Since the 1970s, New Orleans has been a majority Black city. When we say Black Lives Matter, we cannot ignore systemic racism in housing. Over time, we’ve focused on decarceration and desegregation in schools and neighborhoods, but we haven’t focused on housing. In America, the people at the bottom of the housing hierarchy are renters, and the people below that live in public housing.
Our housing authority was the 6th largest housing authority in the United States, with 15,000 public housing units. That’s pretty big for a city with approximately 600,000 residents at its peak. We had an affordable housing problem before Katrina, but it wasn’t as severe as it is now. We had more naturally occurring affordable housing. Rents were cheap because of the market and because of what people were being paid. At the same time, people bought into the notion that if you needed subsidized housing you were lazy—you know the welfare queen stereotype.
How do some of the biases about affordable housing and people who need it show up in public policy?
In New Orleans, it shows up as respectability politics run amok.
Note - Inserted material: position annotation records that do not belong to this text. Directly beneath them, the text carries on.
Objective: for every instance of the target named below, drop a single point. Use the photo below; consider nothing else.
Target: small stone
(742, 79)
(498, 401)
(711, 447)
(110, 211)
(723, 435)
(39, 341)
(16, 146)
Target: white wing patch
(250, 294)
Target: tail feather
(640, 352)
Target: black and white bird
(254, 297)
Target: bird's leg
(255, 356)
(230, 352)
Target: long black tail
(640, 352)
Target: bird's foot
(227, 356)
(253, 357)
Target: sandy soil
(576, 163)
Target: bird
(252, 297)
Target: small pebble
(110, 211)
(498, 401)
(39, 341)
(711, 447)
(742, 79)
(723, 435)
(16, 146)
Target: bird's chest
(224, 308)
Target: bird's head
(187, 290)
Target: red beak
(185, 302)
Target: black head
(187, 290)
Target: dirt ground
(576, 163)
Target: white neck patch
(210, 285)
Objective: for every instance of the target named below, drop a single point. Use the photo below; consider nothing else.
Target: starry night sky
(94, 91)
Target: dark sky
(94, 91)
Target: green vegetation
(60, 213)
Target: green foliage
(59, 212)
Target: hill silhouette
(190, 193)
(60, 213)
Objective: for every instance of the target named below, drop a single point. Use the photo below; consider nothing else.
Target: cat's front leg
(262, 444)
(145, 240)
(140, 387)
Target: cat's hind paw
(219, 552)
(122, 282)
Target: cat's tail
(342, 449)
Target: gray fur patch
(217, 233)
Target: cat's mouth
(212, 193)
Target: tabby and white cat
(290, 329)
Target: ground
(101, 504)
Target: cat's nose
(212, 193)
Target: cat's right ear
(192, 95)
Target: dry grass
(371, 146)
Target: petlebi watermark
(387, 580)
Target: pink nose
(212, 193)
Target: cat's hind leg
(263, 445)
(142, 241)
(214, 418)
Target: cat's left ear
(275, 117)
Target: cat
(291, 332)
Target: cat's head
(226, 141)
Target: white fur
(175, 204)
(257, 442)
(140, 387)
Pre-Katrina, if you ran for office in parts of the city and there was a perception that there was a lot of Section 8 housing in that area, you had to denigrate Section 8 residents as part of your platform. It didn’t matter if these residents were a significant part of your constituency, you still had to bad mouth them. That’s how deep-rooted these beliefs are. It wasn’t just white people; it was Black men and women saying these things.
When Katrina hit and we started getting all of these resources, we understood that the resources were for homeowners who couldn’t afford to rebuild. Renters, on the other hand, couldn’t qualify for or easily access help.
Unfortunately, we didn’t do the hard work of destigmatizing affordable housing and educating people. We assumed policymakers and politicians knew what to do and then we watched them create programs that marginalized these people. The very folks who make New Orleans special, hospitality and tourism workers, who are often Section 8 and public housing residents, were left out.
How does the affordable housing issue in New Orleans impact Black women?
In New Orleans, Black women represent the biggest segment of heads of households and this also is true for those living in public and Section 8 housing. While the unemployment rate for Black men has wavered between 42-52%, the unemployment rate for Black women is not that high. Still, Black women are not making a lot, and many are living paycheck to paycheck and are under the constant threat of eviction.
This is for Black women across the board: old, young, married, single, with kids and without. Ronald Reagan did his job so well with the Welfare Queen narrative that it is seared into the consciousness of Americans, and when we talk about affordable housing, people envision a poor Black woman with too many kids. It’s a very specific stereotype that has both gender and racial bias and paints Black women as hypersexual, irresponsible, and lazy.
As a Black woman, I take this to heart. I ask myself. If I don’t fight for us, who will? In my work, this means that I take my cues from the lived experiences of the community, and I work with and from the data. That data show that pre-Katrina, 75% of the units in this majority renter city, cost less than $500 a month. But if you have a job making $7 an hour this is still unaffordable. In 2014, we realized that 75% of the units started at $700 a month—even though incomes in New Orleans haven’t changed in 40 years.
Let me ask you the Miracle Question. You go to sleep tonight and wake up tomorrow and it’s October 2021 and a miracle has occurred for Black women. What happened?
Decision-makers are heeding Black women, particularly those who live in subsidized housing. The 2021 HousingNOLA Annual Report Card has been issued and New Orleans has made millions in public funding available for housing for hospitality workers and other vulnerable populations (like the formerly incarcerated and seniors) in the form of vouchers, new construction, and housing rehabilitation programs. Housing in New Orleans is becoming a model for the rest of the state and the country.